Taxonomies

I wonder if one of the problems humanities students have with mind mapping and essay planning is due to not knowing about taxonomy. It seems to me that in planning to cover an entire question, students often do poorly because they omit several ‘top level’ categories from the question. They are also unable to organise material – one student this summer consistently wrote ‘industry’ when they meant (or should have meant) ‘factory’

To me, a factory is very clearly not an industry. Under certain exceptional conditions, of course, a single factory might constitute an entire industry, but normally a ‘factory’ is a subset of an ‘industry’. I am surprised that any student in university could confuse these simple everyday concepts; and yet I am confronted by such errors all too frequently while grading papers.

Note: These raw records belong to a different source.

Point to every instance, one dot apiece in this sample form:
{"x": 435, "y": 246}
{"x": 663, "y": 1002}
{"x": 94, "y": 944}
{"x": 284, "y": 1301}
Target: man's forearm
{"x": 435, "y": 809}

This is a shortcoming which crosses several disciplines – it is taxonomy in the life sciences, set theory in mathematics and is central to the parent-child inheritance concept at the heart of object orientated analysis and design in software engineering. In fact, in the domain of information science generally, classification is fundemental – no library could operate with it.

In part I suspect that the nature of electronic library catalogues and goggling contributes to the death of taxonomy – who needs to understand that 941.4082 is a sub-category of 941.408 if the computer simply spits out the titles you want?

Some students understand this perfectly of course, and some understand it in some contexts but cannot transfer the knowledge out of the specific context in which they learned it. So a student who has worked part-time in the Library might fully grasp the Dewey Decimal system, but be incapable of applying the underlying principles of it to economic history.